Retrieve – Use the user’s query to find the most relevant document chunks from your indexed data.
Generate – Feed the retrieved context and original question into an LLM to produce a concise, informed answer.

This separation allows your model to stay grounded in facts while leveraging its reasoning capabilities.

👉 Discover how AI-powered tools are transforming data processing today.

Setting Up the Environment

Before diving into code, ensure you have the necessary dependencies installed:

%pip install --quiet --upgrade langchain-text-splitters langchain-community langgraph langchain-openai

We’ll also use LangSmith for tracing and debugging as our application grows in complexity. To enable logging:

import os
os.environ["LANGSMITH_TRACING"] = "true"
os.environ["LANGSMITH_API_KEY"] = "your-api-key-here"

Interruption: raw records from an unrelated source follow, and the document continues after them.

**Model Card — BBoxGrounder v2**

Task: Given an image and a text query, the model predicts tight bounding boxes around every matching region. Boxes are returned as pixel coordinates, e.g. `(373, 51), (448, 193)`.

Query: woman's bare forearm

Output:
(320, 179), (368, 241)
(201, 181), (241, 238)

LangSmith provides invaluable insights into each step of your RAG pipeline, helping optimize performance and accuracy.

Step-by-Step Implementation

1. Load and Prepare the Source Content

We’ll use a blog post on LLM-Powered Autonomous Agents by Lilian Weng as our data source. To extract only relevant sections (title, headers, content), we apply HTML parsing with BeautifulSoup via WebBaseLoader:

from langchain_community.document_loaders import WebBaseLoader
import bs4

loader = WebBaseLoader(
    web_paths=("https://lilianweng.github.io/posts/2023-06-23-agent/",),
    bs_kwargs=dict(parse_only=bs4.SoupStrainer(class_=("post-content", "post-title", "post-header")))
)
docs = loader.load()

This yields a single Document object containing ~42,000 characters of clean text.

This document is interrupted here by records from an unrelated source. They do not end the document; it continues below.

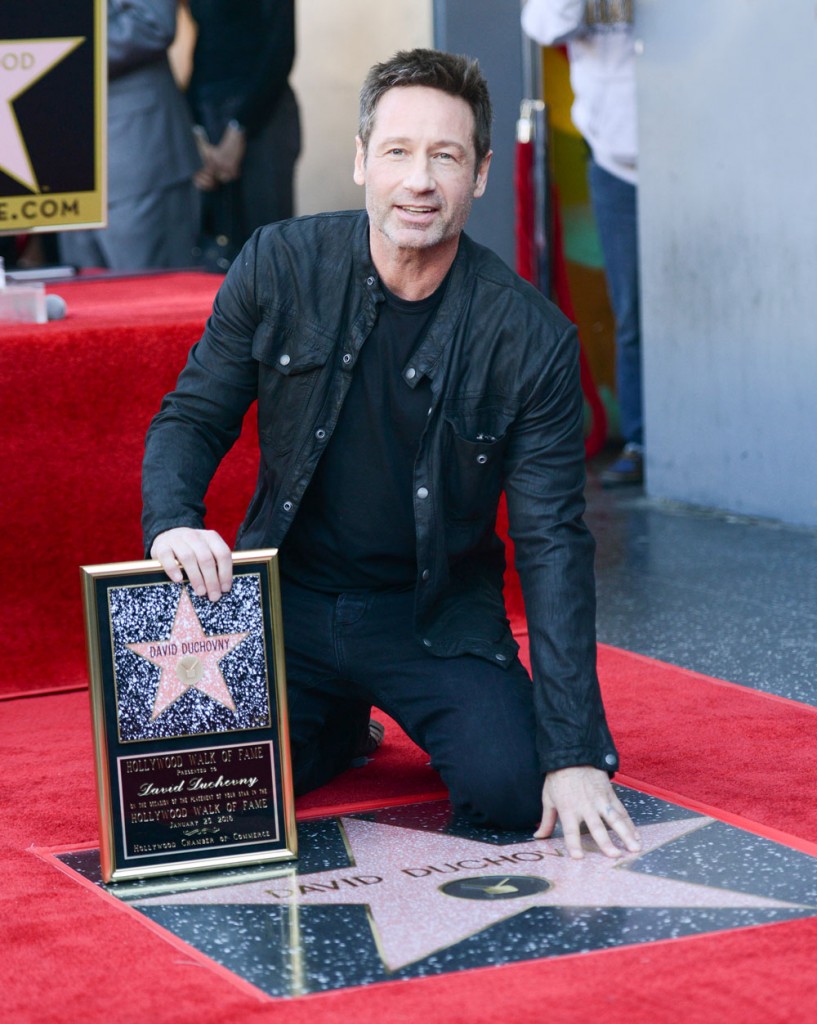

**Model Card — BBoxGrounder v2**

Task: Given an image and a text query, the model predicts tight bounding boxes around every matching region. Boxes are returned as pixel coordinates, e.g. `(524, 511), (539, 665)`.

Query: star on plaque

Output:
(125, 589), (249, 722)
(137, 816), (803, 972)
(0, 37), (85, 193)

2. Split Documents into Chunks

Large texts exceed most LLMs’ context windows and are harder to search effectively. We split the document using RecursiveCharacterTextSplitter:

from langchain_text_splitters import RecursiveCharacterTextSplitter

text_splitter = RecursiveCharacterTextSplitter(
    chunk_size=1000,
    chunk_overlap=200,
    add_start_index=True
)
all_splits = text_splitter.split_documents(docs)

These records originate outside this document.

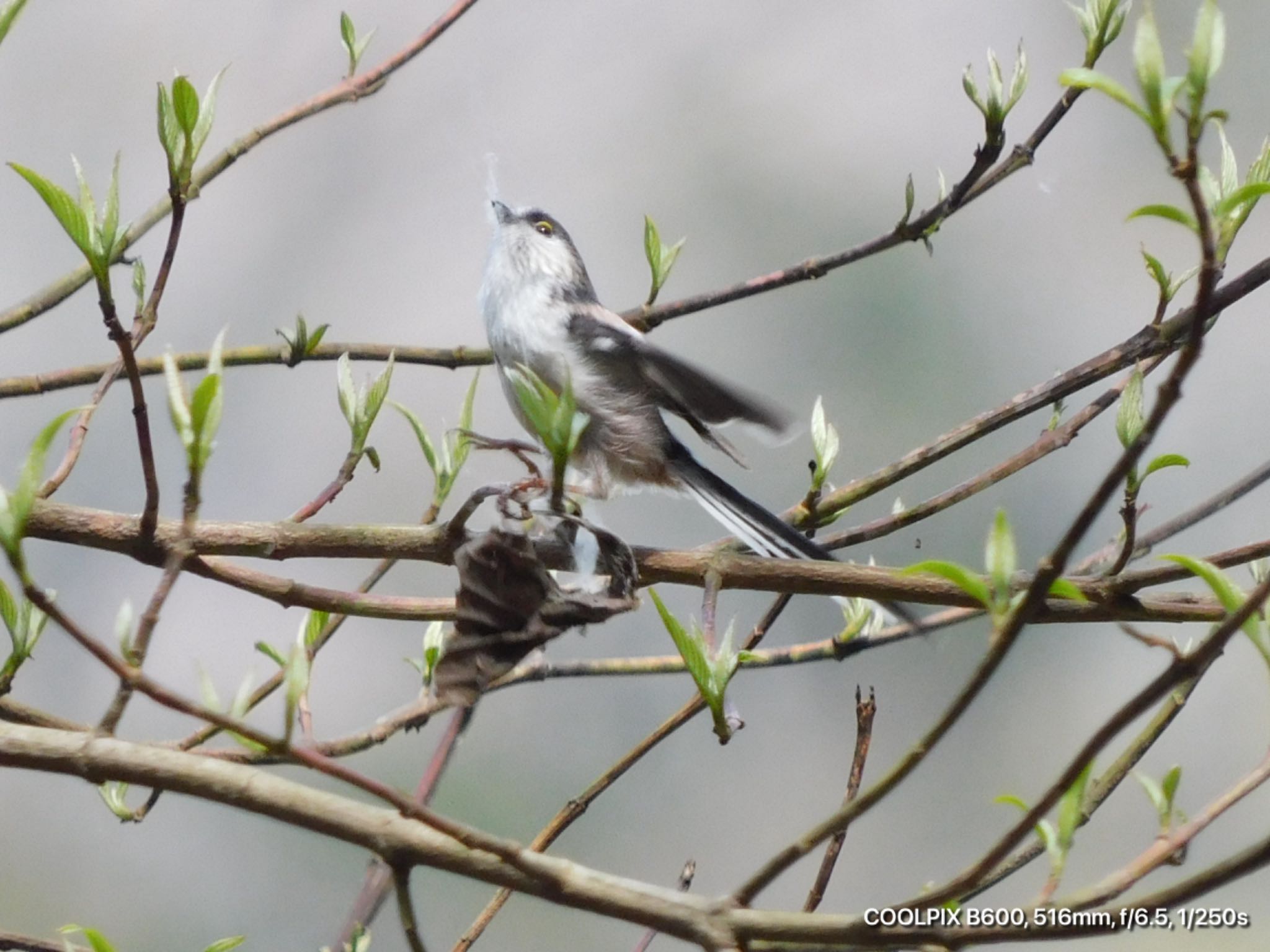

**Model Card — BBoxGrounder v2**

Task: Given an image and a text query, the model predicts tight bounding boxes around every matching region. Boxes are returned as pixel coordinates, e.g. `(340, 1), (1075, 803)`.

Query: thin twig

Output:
(802, 684), (877, 913)
(393, 866), (425, 952)
(0, 0), (476, 334)
(94, 293), (159, 542)
(623, 89), (1082, 330)
(944, 669), (1207, 905)
(451, 596), (790, 952)
(734, 151), (1229, 906)
(27, 500), (1254, 622)
(1072, 461), (1270, 575)
(287, 452), (362, 522)
(633, 859), (697, 952)
(98, 466), (201, 736)
(1063, 756), (1270, 909)
(0, 343), (493, 400)
(39, 166), (188, 503)
(334, 707), (476, 948)
(23, 581), (564, 893)
(822, 358), (1162, 549)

The result? 66 manageable chunks — ideal for both embedding and efficient retrieval.

3. Store Embeddings in a Vector Database

Next, we convert each chunk into a numerical representation (embedding) using OpenAI’s text-embedding-3-large model and store them in an in-memory vector store:

from langchain_openai import OpenAIEmbeddings
from langchain_core.vectorstores import InMemoryVectorStore

embeddings = OpenAIEmbeddings(model="text-embedding-3-large")
vector_store = InMemoryVectorStore(embeddings)
vector_store.add_documents(documents=all_splits)

Now, any query can be matched against these embeddings using semantic similarity search.

Orchestrate Retrieval and Generation with LangGraph

To structure our application logic clearly and support advanced features like streaming and tracing, we use LangGraph, LangChain’s framework for stateful workflows.

Define Application State

We define a typed state dictionary to track inputs and outputs across steps:

from typing_extensions import TypedDict, List
from langchain_core.documents import Document

class State(TypedDict):
    question: str
    context: List[Document]
    answer: str

Build the Processing Nodes

Two core functions handle retrieval and answer generation:

def retrieve(state: State):
    retrieved_docs = vector_store.similarity_search(state["question"])
    return {"context": retrieved_docs}

def generate(state: State):
    docs_content = "\n\n".join(doc.page_content for doc in state["context"])
    messages = prompt.invoke({"question": state["question"], "context": docs_content})
    response = llm.invoke(messages)
    return {"answer": response.content}

Connect the Flow

Using StateGraph, we chain these steps together:

from langgraph.graph import START, StateGraph

graph_builder = StateGraph(State).add_sequence([retrieve, generate])
graph_builder.add_edge(START, "retrieve")
graph = graph_builder.compile()

This creates a traceable, reusable application graph.

Testing the RAG Pipeline

Let’s ask: “What is Task Decomposition?”

response = graph.invoke({"question": "What is Task Decomposition?"})
print(response["answer"])

Output:
Task decomposition is the process of breaking down complex tasks into smaller, manageable steps. Techniques like Chain of Thought (CoT) and Tree of Thoughts (ToT) guide models to think step-by-step, improving performance on intricate problems. It can be initiated through prompts, task-specific instructions, or human input.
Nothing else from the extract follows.